BlackRock started buying American public utility companies
They buy them with debt, when the purchase goes through the debt goes to the power company, not to BlackRock
This means entire states power bills will instantly rise to pay off the debt. It’s a racket and it’s started
“What if I told you that your electricity bill isn't just paying for the power you use? It might also be paying off Wall Street's debt.”
“Here's how private capital works. Firms like asset management giant BlackRock don't usually buy companies with their own money. Instead, they raise giant funds from pension systems, governments, and wealthy investors. When they go shopping, whether it's for a factory, a toll road, even your power company, they use part equity from those investors and part debt borrowed from banks and bond markets.
Here's the catch: that debt doesn't sit on BlackRock's books.
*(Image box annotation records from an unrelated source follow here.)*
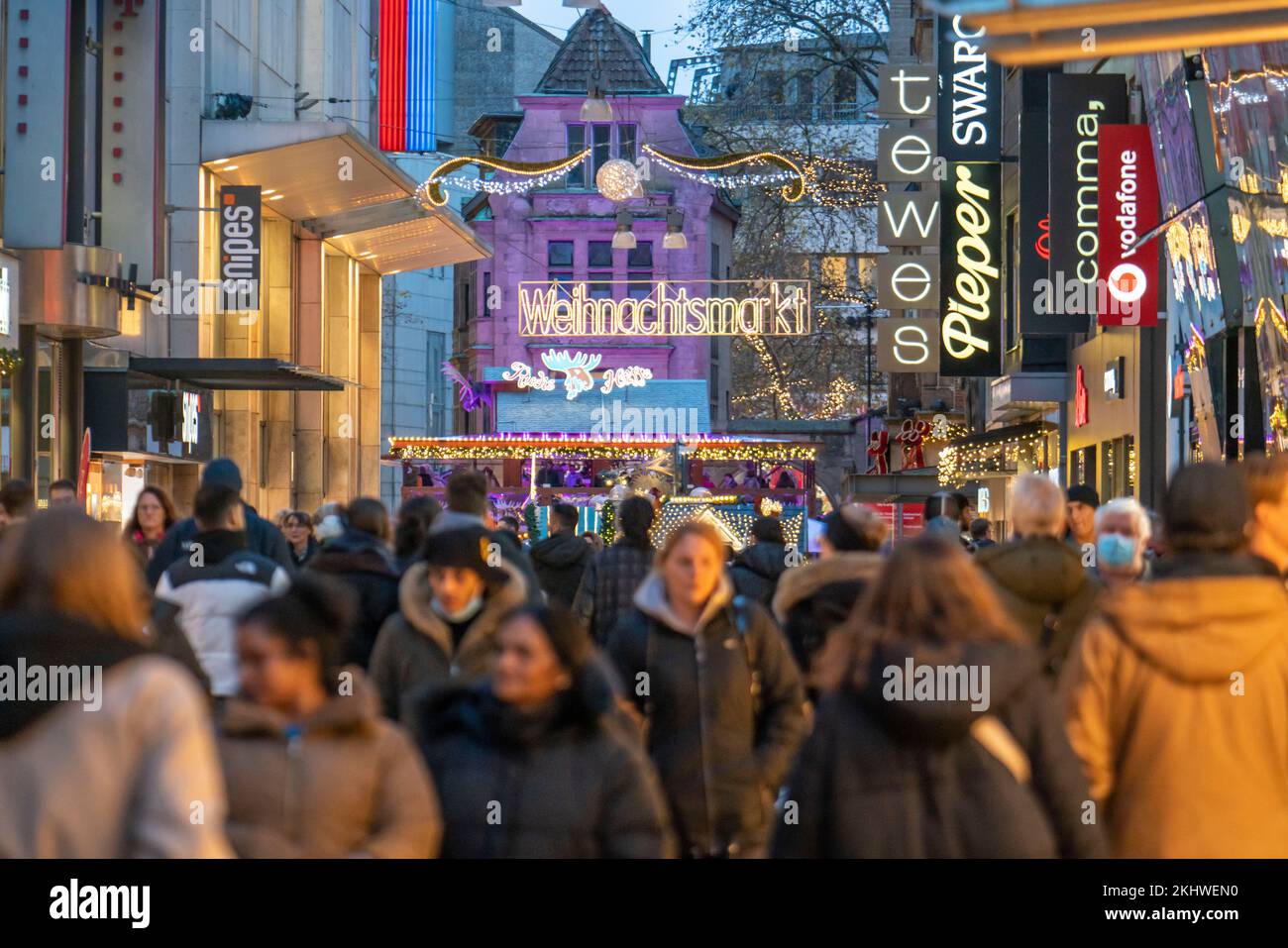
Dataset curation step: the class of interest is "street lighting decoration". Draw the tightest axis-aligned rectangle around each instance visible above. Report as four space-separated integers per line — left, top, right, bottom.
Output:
613 210 635 250
595 158 644 203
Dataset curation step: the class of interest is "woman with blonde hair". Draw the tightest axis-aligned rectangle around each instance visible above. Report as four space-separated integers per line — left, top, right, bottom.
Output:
0 510 231 859
606 520 807 858
773 536 1104 858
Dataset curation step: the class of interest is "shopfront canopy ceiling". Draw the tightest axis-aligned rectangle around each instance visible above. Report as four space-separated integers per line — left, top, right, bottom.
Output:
927 0 1288 65
201 120 492 273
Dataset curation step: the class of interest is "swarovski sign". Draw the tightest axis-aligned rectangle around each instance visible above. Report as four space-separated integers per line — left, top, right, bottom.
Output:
939 17 1002 161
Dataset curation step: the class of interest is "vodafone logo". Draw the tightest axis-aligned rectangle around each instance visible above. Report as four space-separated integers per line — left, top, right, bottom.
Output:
1108 263 1149 303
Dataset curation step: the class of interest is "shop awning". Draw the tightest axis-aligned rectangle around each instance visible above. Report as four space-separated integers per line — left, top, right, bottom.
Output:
201 120 492 274
130 357 344 391
928 0 1288 65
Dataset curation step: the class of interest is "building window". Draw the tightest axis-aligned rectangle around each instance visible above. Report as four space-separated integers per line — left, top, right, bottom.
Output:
568 125 587 188
819 257 846 299
546 241 572 269
590 125 613 181
617 125 636 162
832 68 859 119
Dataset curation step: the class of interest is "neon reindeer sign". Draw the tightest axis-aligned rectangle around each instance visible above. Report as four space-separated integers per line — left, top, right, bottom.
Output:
501 349 653 402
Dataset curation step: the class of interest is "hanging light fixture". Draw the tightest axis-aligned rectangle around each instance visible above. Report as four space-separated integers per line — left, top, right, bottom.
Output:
613 210 635 250
662 207 690 250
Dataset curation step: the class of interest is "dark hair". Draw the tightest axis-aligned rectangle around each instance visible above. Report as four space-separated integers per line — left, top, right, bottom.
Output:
446 471 486 516
751 516 787 545
192 484 241 529
237 574 357 689
125 484 179 537
282 510 313 533
617 497 653 550
344 497 389 540
497 600 614 724
922 490 963 523
0 477 36 516
550 503 580 529
394 493 443 559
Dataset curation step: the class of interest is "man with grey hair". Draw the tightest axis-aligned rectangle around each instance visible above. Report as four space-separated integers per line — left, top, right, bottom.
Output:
1090 497 1153 588
975 474 1102 674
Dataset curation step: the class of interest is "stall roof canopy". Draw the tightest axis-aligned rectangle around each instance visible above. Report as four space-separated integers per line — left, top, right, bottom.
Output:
928 0 1288 65
130 358 344 391
201 120 492 273
943 421 1060 448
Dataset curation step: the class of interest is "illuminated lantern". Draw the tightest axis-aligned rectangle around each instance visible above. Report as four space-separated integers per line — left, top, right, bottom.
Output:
595 158 644 202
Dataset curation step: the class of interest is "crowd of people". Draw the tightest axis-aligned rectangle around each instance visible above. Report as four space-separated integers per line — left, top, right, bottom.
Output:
0 456 1288 858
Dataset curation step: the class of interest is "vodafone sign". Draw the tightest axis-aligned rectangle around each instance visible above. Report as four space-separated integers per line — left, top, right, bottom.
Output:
1096 125 1158 326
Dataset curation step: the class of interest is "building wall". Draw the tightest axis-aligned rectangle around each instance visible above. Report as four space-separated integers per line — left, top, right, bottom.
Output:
465 95 730 430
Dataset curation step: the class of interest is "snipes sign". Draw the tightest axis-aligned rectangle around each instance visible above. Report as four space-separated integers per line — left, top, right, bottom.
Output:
1096 125 1158 326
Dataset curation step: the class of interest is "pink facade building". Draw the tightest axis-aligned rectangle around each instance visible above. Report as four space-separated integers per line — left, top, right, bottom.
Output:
458 9 738 432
It sits on the company they just bought, and it's the company, not the asset manager, that has to pay it back. Now, when the company is a utility, like water, gas, or electricity, it's not just any business. Utilities are monopolies. You can't just shop around for a new power company. So, where does the money to pay back that debt come from? It comes from you, the ratepayers. In leveraged acquisitions of utilities, the bills you pay every month are the revenue stream that services Wall Street's loans.
Let's take a real case. Last month, state regulators approved a $6.2 billion buyout of ALLETE, the parent company of Minnesota Power, the state's main power utility. The buyers, Global Infrastructure Partners, which is owned by BlackRock, together with Canada's Pension Fund. A public utility that hundreds of thousands of Minnesotans rely on is shifting into the hands of private capital. Critics, like one administrative law judge who advised the acquisition be stopped because it's not in the public interest, warn that buyers are paying a big premium over the utility's actual worth here, potentially hundreds of millions above market value.
And when investors pay more, they expect to earn more back. Where's that money gonna come from? Well, the fear is from higher rates or cuts to services, bigger bills for you while your utilities get worse, while BlackRock collects steady fees for managing the investment”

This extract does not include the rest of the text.